In Julie’s time
Design of Julie’s native home drawn by Monsieur Lejeune, August 22, 1853. Click to enlarge.
Long mud building, one floor, with a thatched roof; three consecutive rooms: store, bedroom and Julie’s room; an entrance cut in this room – after 1782 – providing access to the courtyard.
Courtyard with sheds: garden; land sold in 1767 (now a cemetery)
Old well near the outer wall of the shed.
Evolution up to the present
The house became the property of the Institute in 1882.
Undated picture (before 1895) taken in front of Julie’s room – Two sisters and a cousin (Julie’s grandnieces): Victoire NEUTE, wife of E. Berthelot (deceased in 1895), Thérèse DAMHET (1812-1905) and Madeleine Neute (born in 1821). Click to enlarge.
Mère Maria-Julienne.
In March 1914, before the First World War, Mère Maria-Julienne and her assistant went to Cuvilly. According to the Annals, “never had a Sister of Notre Dame seen Julie’s home”. The two sisters were able to find the house as Julie knew it. A long description in the Annals of the Institute can be found:
“Having arrived on the threshold of the door that opened to the courtyard, our dear Mother and our dear Sister Superior were not able to contain their emotion on seeing the extreme poverty of this dwelling..[…] The little room […] 8’10” wide and only 6’7” high. Toward the back of the room, a little altar on the spot where the bed had been. [,,,] The home of our Blessed Mère Julie had neither basement nor attic, it consisted of only three rooms. Our dear Mother spoke at length with the elderly Mr. Huelle, a relative four times removed, and his step-daughter (or daughter?), Madame Cordier […]
Postcard of the destruction of the house in 1918
In June, 1918, the village was completely destroyed: Julie’s house was no longer standing and the church where she prayed was greatly damaged. The door to Julie’s room was given to Namur but will be burned in the bombings of the Mother House in 1940 and 1944.
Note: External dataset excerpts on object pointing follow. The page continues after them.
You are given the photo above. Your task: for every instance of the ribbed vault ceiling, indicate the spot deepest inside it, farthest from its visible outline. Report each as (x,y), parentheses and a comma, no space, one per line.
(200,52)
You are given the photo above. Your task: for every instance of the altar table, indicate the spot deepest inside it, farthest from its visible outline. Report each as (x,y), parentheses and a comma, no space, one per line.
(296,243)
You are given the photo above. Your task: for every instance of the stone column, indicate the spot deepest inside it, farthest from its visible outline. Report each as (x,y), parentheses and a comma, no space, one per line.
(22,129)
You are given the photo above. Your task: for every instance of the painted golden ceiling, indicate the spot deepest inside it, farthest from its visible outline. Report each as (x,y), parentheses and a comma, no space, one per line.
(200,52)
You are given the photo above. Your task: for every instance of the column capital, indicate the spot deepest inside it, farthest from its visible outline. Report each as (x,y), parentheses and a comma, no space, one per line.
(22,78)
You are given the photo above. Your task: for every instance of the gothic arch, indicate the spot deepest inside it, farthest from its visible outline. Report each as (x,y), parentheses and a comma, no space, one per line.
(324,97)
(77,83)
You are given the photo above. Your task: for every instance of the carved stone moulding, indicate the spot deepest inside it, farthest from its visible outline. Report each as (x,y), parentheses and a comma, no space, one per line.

Billiart Home, view from the road where one still sees the well that existed in Julie’s time and view of the garden (after 1934 because a metal gate is separating the garden)
1934 – reconstruction of the house in brick according to the original design; oratory erected on the site of Julie’s room; courtyard, sheds renovated – gate separating garden.
Until 1960 the renters of the home belonged to Julie’s family:
- Séraphine Heuelle, relative of Julie, five times removed (1863-1952), married to Louis Cordier
- Then the daughter (or step-daughter?) of Séraphine, Charlotte Cordier and her second husband Fidozée Roussel, this latter occupies the house until his death in 1969.
In 1969, Julie is declared a Saint by Pope Paul VI; a commemorative plaque is placed on the wall facing the street. Monsieur and Madame Devallois (nearby neighbors) will be the guardians of the oratory and the house until the arrival of the Sisters in 1985.
New construction, 1985.
It is in 1984 that the construction of the new house begins; the work proceeds slowly because of the harsh winter of 1984-1985. The new community is installed in Cuvilly on September 4, 1985. A school directed by the Sisters of Notre Dame already existed in Orvillers-Sorel, 1.9 miles from Cuvilly, since 1956. A second school was opened in Noyon in 1956.
The Rue de Lataule becomes Rue Julie Billiart in 1994 for the 25th anniversary of the canonization.
Photo of the plaque of 1969 and of the sign of 2001
In 2001, for the 250th anniversary of Julie’s birth, the sign of Saint Julie on the gable of the Cuvilly house is inaugurated (the work of Monsieur Boulogne from the design of Sister Albert Gosse).